SingleRoots Writers Say…
For wise counsel, we asked some of our SingleRoots alumni writers to weigh in on the matter. Here’s what they had to say:
“There was a period in my late 20s when I became obsessed with marriage. I could tell you every guy who was single in the room because the first thing I did when I entered it was scan left ring fingers. Part of my problem was that my mother and aunts were fixated on getting me married. I always thought it was a bit odd considering most of their marriages were sub-par, but I bought into the lie that my life was incomplete until marriage. One day, one of my wisest single friends sat me down and told me this pursuit of marriage at all costs was consuming me and had become an idol in my life. I was embarrassed that she could see it so clearly; I thought I’d hidden it pretty well. Over the next few months, we spent a lot of time in prayer about it and I could see the Lord beginning to chip away at my desires for marriage above Him. There are times when I slip back into pity parties, but He always reminds me that yielding to His will is so much greater than my own. Don’t worry, I still scan left ring fingers on guys, but I’m nowhere near as good as I used to be at it!”
:: Liesl Bennett, author of Never Been Kissed…or in Love
“First off, it is more than okay to want marriage. You aren’t weird or wrong. All singles struggle with this question and I think it is difficult to answer, because no one can know what’s inside your head. I will say that if you would do anything to be married, you are on the wrong side of desperate, and that is unhealthy. If you see marriage as the one goal to finally being happy, again, unhealthy. It’s all in balance and perspective, and watch out for obsessing on getting married. We’re all going to have bad days/weeks/months, but gratitude and contentment go a long way in combating unhealthy or obsessive desires for marriage.”
:: Brooke Corcoran, author of What a Difference a Decade Makes: Thoughts on Waiting for Your Spouse
“Sit down and write a painfully honest letter to your future spouse. Write about who you are and who you want them to be, what you want your relationship to be and reflect, and how you expect life and/or yourself to change through marriage. It’s inevitable that marriage will change you, but if you look at the letter and find that you desire marriage for the purpose of changing you, making you a better person, helping you escape, or finding happiness through your perfect match, it might be time to reassess your motivations.”

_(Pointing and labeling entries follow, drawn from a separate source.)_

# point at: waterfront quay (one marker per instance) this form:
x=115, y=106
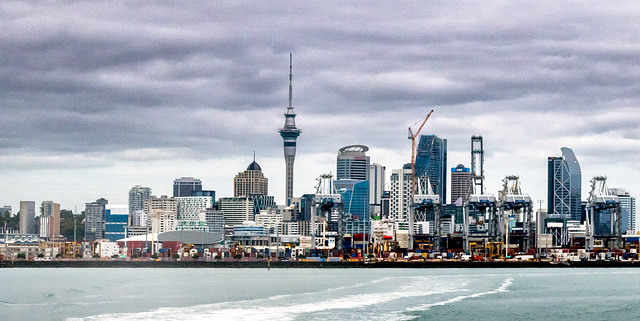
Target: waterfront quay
x=265, y=264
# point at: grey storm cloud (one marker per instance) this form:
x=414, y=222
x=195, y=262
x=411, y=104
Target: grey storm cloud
x=203, y=80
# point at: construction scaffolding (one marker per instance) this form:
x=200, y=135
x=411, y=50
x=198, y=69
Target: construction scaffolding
x=604, y=215
x=326, y=227
x=516, y=212
x=480, y=218
x=424, y=221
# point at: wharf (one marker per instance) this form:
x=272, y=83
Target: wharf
x=311, y=264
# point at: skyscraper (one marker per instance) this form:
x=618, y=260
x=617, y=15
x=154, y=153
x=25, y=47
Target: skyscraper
x=51, y=211
x=94, y=220
x=138, y=196
x=27, y=217
x=353, y=163
x=400, y=194
x=460, y=183
x=250, y=182
x=564, y=189
x=431, y=161
x=182, y=187
x=628, y=208
x=377, y=175
x=289, y=135
x=352, y=180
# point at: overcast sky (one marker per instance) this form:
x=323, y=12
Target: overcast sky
x=99, y=96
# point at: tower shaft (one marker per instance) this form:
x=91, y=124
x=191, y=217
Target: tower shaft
x=289, y=135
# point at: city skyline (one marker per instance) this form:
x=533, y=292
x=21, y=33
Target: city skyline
x=97, y=103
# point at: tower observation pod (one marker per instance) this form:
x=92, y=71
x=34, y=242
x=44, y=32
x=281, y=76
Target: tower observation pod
x=289, y=135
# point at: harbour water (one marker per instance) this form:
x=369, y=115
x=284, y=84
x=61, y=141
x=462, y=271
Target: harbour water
x=319, y=294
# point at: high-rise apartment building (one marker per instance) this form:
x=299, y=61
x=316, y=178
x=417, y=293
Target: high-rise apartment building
x=352, y=181
x=236, y=210
x=162, y=213
x=6, y=209
x=116, y=218
x=192, y=213
x=377, y=175
x=138, y=195
x=460, y=183
x=289, y=135
x=50, y=214
x=250, y=182
x=431, y=161
x=628, y=208
x=400, y=202
x=94, y=217
x=182, y=187
x=564, y=189
x=27, y=217
x=353, y=163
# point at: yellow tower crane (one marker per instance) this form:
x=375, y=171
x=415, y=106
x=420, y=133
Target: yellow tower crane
x=413, y=136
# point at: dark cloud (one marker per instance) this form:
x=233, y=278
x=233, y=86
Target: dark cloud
x=112, y=82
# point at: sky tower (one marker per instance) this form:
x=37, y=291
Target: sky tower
x=289, y=135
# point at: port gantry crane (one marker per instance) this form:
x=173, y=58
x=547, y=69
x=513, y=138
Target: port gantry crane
x=425, y=222
x=412, y=192
x=329, y=208
x=515, y=205
x=604, y=215
x=479, y=210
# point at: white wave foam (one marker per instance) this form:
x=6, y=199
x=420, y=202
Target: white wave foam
x=288, y=307
x=502, y=288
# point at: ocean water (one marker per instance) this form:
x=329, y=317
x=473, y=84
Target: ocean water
x=319, y=294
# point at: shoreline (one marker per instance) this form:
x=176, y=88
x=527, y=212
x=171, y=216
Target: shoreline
x=311, y=264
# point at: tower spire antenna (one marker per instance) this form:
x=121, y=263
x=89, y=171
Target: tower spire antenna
x=289, y=135
x=290, y=82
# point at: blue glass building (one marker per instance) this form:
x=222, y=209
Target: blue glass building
x=564, y=190
x=431, y=161
x=114, y=225
x=355, y=198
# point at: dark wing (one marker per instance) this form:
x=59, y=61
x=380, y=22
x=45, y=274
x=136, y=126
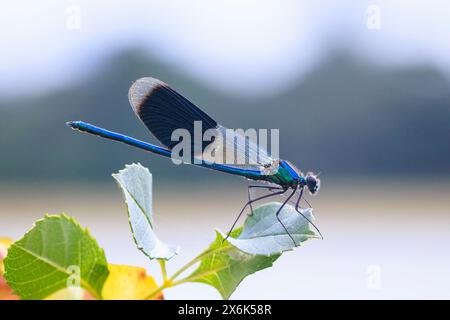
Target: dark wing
x=164, y=110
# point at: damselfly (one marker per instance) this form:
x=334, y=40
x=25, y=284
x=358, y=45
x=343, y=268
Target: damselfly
x=163, y=110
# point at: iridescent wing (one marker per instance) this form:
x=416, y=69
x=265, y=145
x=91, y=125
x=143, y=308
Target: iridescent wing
x=163, y=110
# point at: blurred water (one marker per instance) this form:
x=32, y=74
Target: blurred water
x=400, y=230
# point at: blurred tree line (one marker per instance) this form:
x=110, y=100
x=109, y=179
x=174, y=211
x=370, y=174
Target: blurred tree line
x=346, y=117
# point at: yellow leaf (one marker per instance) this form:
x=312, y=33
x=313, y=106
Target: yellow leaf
x=71, y=293
x=128, y=283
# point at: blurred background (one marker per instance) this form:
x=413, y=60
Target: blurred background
x=359, y=91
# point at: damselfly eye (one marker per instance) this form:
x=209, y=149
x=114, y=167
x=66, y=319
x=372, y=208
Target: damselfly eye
x=312, y=182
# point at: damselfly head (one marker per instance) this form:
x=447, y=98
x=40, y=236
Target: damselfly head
x=312, y=183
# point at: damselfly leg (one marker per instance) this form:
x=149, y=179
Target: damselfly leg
x=249, y=188
x=279, y=211
x=247, y=204
x=298, y=209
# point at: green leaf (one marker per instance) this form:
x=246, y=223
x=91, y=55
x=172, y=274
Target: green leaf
x=136, y=184
x=264, y=234
x=224, y=266
x=55, y=249
x=251, y=248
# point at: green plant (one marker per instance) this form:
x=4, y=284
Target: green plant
x=57, y=256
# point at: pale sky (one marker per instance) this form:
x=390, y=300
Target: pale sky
x=243, y=47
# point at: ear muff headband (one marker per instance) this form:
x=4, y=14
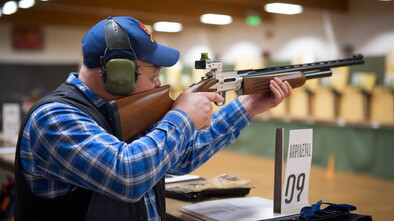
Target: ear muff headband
x=119, y=75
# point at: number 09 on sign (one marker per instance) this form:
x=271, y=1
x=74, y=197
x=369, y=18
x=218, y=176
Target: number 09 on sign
x=299, y=158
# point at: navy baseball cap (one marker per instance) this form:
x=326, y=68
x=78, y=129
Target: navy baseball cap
x=141, y=40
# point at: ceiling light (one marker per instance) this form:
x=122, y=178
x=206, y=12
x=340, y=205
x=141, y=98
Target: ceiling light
x=10, y=7
x=26, y=3
x=165, y=26
x=216, y=19
x=253, y=20
x=283, y=8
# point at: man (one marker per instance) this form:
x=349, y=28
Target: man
x=69, y=166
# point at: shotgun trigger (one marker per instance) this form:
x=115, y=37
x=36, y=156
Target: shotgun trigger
x=223, y=94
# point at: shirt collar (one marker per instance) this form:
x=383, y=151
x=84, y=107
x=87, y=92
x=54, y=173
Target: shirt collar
x=94, y=98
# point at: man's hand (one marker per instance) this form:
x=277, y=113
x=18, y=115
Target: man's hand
x=198, y=106
x=258, y=103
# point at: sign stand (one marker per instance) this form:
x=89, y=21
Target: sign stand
x=279, y=138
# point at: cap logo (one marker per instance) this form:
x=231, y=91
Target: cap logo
x=147, y=32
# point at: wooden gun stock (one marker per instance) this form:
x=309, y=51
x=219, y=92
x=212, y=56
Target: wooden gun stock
x=133, y=114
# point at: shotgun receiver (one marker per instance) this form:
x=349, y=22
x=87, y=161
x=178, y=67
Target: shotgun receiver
x=135, y=113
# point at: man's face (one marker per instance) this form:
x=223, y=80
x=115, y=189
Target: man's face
x=149, y=78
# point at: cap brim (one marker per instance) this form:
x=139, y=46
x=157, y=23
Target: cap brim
x=162, y=55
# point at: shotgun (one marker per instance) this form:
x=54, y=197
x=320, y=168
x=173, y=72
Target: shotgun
x=135, y=113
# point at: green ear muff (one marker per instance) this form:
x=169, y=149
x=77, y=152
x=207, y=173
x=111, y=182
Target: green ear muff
x=120, y=77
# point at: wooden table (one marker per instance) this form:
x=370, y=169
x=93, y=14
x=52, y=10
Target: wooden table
x=371, y=196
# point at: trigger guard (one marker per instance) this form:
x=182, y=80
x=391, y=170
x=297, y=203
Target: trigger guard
x=223, y=94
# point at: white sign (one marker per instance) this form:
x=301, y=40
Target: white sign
x=11, y=121
x=298, y=167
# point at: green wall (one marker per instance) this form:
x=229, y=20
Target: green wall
x=357, y=149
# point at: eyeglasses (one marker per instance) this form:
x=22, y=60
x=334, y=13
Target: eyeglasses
x=155, y=73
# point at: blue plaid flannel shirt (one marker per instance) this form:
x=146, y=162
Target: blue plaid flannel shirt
x=63, y=148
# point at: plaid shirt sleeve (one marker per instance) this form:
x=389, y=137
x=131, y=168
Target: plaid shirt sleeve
x=225, y=128
x=64, y=144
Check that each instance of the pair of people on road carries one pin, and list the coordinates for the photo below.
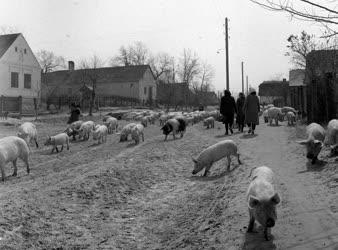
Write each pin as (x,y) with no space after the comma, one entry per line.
(75,113)
(247,110)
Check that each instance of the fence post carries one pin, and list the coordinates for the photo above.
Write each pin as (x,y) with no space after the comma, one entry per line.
(20,104)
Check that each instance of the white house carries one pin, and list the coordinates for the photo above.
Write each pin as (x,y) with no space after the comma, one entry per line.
(20,71)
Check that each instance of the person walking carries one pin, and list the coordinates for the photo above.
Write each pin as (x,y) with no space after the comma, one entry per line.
(74,113)
(251,110)
(240,113)
(228,109)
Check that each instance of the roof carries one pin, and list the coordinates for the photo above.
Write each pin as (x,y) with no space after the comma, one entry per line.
(105,75)
(6,41)
(273,88)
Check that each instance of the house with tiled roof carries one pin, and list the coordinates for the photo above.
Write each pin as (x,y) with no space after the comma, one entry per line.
(20,71)
(137,82)
(274,92)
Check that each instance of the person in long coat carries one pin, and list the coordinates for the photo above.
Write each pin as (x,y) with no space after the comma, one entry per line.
(251,110)
(240,113)
(74,113)
(228,110)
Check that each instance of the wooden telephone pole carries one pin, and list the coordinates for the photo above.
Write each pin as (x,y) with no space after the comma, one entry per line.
(226,53)
(243,77)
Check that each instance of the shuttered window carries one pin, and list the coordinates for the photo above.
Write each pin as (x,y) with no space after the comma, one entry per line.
(27,81)
(14,79)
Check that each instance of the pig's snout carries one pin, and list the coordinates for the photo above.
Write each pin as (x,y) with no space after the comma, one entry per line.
(310,155)
(270,222)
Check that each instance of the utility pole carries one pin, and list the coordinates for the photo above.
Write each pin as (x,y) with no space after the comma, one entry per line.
(243,77)
(226,53)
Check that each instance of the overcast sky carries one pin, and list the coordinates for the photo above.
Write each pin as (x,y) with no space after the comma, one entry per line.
(81,28)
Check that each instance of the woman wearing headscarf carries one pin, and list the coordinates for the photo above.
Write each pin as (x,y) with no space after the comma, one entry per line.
(228,109)
(240,113)
(251,110)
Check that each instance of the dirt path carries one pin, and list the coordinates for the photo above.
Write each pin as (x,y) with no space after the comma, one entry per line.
(121,196)
(180,212)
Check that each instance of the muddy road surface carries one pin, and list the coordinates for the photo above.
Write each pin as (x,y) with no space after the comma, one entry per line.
(121,196)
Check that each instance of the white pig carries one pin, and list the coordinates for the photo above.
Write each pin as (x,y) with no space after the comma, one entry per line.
(262,200)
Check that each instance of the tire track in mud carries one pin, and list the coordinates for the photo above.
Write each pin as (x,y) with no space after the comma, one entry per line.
(310,225)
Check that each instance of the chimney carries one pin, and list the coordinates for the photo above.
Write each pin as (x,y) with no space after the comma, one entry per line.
(71,65)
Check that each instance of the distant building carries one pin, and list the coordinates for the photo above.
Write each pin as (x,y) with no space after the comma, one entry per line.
(20,73)
(274,92)
(297,89)
(174,94)
(137,82)
(321,79)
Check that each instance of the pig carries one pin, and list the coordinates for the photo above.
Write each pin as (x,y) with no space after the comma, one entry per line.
(291,117)
(12,148)
(112,124)
(314,142)
(28,132)
(136,132)
(59,139)
(174,125)
(126,130)
(262,200)
(214,153)
(331,137)
(275,114)
(86,128)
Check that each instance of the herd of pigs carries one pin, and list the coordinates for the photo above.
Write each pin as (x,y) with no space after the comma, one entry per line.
(261,196)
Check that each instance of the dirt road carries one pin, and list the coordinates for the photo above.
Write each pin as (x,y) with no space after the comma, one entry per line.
(121,196)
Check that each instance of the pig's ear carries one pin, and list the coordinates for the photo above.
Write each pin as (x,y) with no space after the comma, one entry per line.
(253,202)
(275,199)
(318,143)
(303,142)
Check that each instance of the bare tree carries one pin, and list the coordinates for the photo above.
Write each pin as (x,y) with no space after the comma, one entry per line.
(90,74)
(206,76)
(50,62)
(124,57)
(136,54)
(325,12)
(299,47)
(189,66)
(140,53)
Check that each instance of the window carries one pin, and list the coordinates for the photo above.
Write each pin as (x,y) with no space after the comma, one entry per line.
(14,79)
(27,81)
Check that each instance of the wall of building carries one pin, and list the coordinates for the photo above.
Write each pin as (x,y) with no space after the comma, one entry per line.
(147,82)
(22,63)
(124,89)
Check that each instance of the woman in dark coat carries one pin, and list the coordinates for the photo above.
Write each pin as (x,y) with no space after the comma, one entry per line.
(240,113)
(228,109)
(74,113)
(251,110)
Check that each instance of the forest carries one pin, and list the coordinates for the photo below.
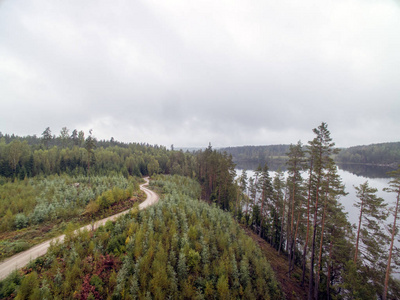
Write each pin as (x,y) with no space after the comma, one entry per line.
(180,248)
(383,154)
(300,215)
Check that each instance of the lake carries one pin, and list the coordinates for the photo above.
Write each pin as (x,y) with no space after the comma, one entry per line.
(353,175)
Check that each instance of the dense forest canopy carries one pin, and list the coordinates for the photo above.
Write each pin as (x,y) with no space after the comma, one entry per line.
(300,215)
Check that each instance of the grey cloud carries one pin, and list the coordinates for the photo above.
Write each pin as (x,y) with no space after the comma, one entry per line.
(191,73)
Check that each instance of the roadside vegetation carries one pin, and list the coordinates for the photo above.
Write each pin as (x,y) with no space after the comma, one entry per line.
(179,248)
(36,209)
(299,214)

:: W. Brandon Howard, author of Do Christians Need Better Branding?
Explore the Topic Further…
For further discussion on the desires for marriage, check out these posts:
What If I Don’t Want to Get Married? – “You’ll never hear the SingleRoots team say that everyone is destined for marriage. That’s simply not true. After all, Jesus Himself remained single throughout His entire life, as did (arguably) the Apostle Paul. There are many virtuous reasons to remain single, and God often calls people to a life of celibacy.”
Marriage Is Not the Goal – “After careful consideration, I realized the one lesson I wish I had learned much earlier in my single life is that purpose, not marriage, is the goal. Marriage is good, and it is most certainly a ministry, but marriage does not negate the fact that God has a purpose for my whole life, not just my married life. Although singles are often treated as an afterthought in many regards, God’s plan for our lives is much bigger than just marriage.”
How Do I Know I’m in a Christ-Centered Relationship with My Significant Other? – “We’ve said it before and we’ll say it again: Marriage is not the goal. It doesn’t matter how much pressure your mother or people at church put on you, you can still live a really awesome life and never marry. We get it, though. You want to marry someone. We do, too.”
Marriage: Are You in It to Win It? – “We need to be careful here because, to be honest, any of us can get married to someone. If getting married were the goal, there’d be a lot less single people. Settling versus waiting for a perfect person is a whole other post, but the point here is that marriage is not something we earn.”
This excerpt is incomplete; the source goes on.